To me, it seems that this “high road” approach to the entertainment media’s language towards women, plus the encroachment of social media into all aspects of our daily lives, has only succeeded in forcing us to internalize our jealousy. I’m not ready to say it is Definitively A Good Thing to criticize and pit celebrities against one another, I just know that women like Joan Crawford could absolutely handle the heat, and it was in fact part of the overall lore that made her so famous. [and wasn’t it fucking awesome when selena gomez was seen talking shit about kylie jenner and timothee chalamet at the golden globes?! hardworking americans deserve more gossip like this!!!]
The reality is that there’s never been a time when actors were more accessible, but less interesting.
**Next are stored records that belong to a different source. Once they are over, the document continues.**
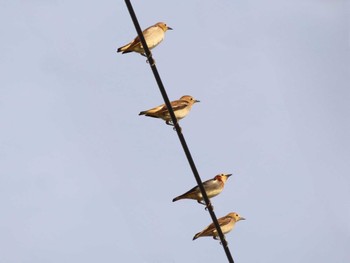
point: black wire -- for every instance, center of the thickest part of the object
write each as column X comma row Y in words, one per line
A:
column 178, row 130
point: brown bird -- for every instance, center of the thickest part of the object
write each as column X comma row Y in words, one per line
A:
column 226, row 224
column 181, row 108
column 212, row 187
column 153, row 36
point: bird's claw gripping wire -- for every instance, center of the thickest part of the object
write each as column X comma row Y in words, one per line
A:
column 209, row 206
column 149, row 58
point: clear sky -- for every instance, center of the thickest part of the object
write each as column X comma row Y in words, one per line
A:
column 83, row 178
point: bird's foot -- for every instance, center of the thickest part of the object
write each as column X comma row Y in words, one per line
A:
column 177, row 124
column 170, row 123
column 226, row 243
column 210, row 206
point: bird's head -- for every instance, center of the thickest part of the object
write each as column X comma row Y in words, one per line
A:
column 163, row 26
column 222, row 177
column 236, row 216
column 189, row 99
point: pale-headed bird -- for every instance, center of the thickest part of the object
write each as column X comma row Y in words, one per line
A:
column 212, row 187
column 153, row 36
column 181, row 108
column 226, row 224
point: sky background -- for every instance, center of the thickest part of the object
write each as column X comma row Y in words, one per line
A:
column 83, row 178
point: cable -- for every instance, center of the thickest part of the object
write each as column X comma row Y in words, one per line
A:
column 178, row 130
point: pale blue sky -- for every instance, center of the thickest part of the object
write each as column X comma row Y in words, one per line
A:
column 83, row 178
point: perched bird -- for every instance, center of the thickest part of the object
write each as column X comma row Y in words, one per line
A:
column 153, row 36
column 181, row 108
column 226, row 224
column 212, row 187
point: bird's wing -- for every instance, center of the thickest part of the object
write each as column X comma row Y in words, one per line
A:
column 134, row 43
column 222, row 221
column 179, row 104
column 146, row 34
column 194, row 189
When the Giants of Golden Hollywood, with their competing meta - narratives met onscreen… let me just say that performances were better for it! Whatever Happened to Baby Jane is a bizarre movie that only lives on in cult-like perpetuity because Joan and Bette knew what their audiences wanted - no, deserved after decades: to see them finally battle it out onscreen. Because that’s what’s at the core of this, for me: my belief that we need to get back to an understanding that the behavior of actors and actresses does not reflect on society as a whole, and they should not be held up paragons of moral virtue. At some point in the past decade we forgot this. From a reality star as our once and future president, to the millions of dollars spent on celebrity political endorsements, I think most of us are about ready to throw in the towel on celebrity virtue culture.
In the 20th century, Hollywood rivalries were able to be contained in Hollywood because Hollywood was, well…. Hollywood. The rest of the world, the rest of the world. A healthy container for unhealthy behaviors, maybe. And if those unhealthy behaviors lead to explosive performances, what more could we want?! It seems as if the ecosystem was working according to some divine plan! Maybe this is a cancelable take, but I’d just like to remind you that I make no money off of this writing so at least you can’t accuse me of profiting off of hatred. I just do it for the love of the game!!
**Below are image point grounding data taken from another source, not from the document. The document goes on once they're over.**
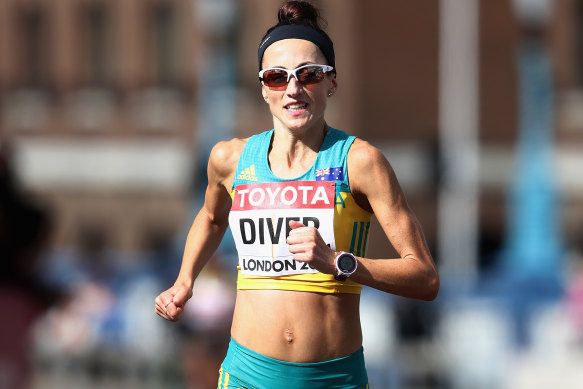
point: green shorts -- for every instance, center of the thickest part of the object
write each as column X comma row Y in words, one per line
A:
column 246, row 369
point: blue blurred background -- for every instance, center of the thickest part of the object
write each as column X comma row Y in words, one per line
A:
column 108, row 110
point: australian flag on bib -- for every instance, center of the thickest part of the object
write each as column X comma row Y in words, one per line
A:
column 330, row 174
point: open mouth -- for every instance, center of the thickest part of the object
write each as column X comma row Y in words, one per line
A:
column 296, row 107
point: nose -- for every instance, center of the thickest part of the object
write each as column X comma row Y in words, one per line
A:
column 293, row 87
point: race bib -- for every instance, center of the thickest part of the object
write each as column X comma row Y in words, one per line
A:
column 260, row 217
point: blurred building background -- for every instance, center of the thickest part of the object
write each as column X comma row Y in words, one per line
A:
column 108, row 110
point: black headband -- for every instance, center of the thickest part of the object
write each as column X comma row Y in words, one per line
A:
column 297, row 31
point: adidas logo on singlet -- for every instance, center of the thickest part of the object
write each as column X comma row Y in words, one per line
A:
column 248, row 174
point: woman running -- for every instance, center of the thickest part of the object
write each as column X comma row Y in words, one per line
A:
column 299, row 199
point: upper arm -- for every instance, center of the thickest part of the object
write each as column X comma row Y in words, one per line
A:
column 372, row 178
column 220, row 171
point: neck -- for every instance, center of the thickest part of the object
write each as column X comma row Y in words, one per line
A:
column 296, row 150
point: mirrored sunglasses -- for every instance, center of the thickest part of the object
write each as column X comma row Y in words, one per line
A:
column 305, row 75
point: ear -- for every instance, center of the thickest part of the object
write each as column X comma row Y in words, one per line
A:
column 334, row 86
column 264, row 92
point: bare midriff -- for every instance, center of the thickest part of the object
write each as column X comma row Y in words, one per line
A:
column 297, row 326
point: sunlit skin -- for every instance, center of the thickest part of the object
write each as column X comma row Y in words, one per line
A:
column 304, row 326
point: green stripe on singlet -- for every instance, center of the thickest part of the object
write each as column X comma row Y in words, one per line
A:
column 354, row 227
column 365, row 238
column 360, row 239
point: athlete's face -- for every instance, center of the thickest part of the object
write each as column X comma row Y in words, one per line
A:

All I’m really trying to say is twofold: one, that the offscreen tabloid world in Old Hollywood surely had something to do with why onscreen performances were better, and two, on the other side of the same coin, we do a disservice to the craft of acting when we know so much about actor’s personal lives because it severely limits us from fully subsuming ourselves in the world of the film. It’s a fine line between knowing just enough about Joan Crawford so that you buy a ticket to her film and can feel her personal life simmering somewhere hazy in the nondiegetic distance vs. trying to believe that [insert your least favorite gen z actor here] is a different person than the one we just saw hawking questionable diuretic pills and $400 eye cream she didn’t even pay for herself on her Instagram. We shouldn’t know nothing about actors - we should know just enough. How much is that? Women like Hedda Hopper and Louella Parsons knew very, very well.
But back to Mildred Pierce.
Well… I actually don’t have anything else to say about it.
As you tuck into this incredible film,
kick start your thanksgiving prep by making one of mildred’s famous pies,
And finally, call your mother and apologize for something (you know there’s something).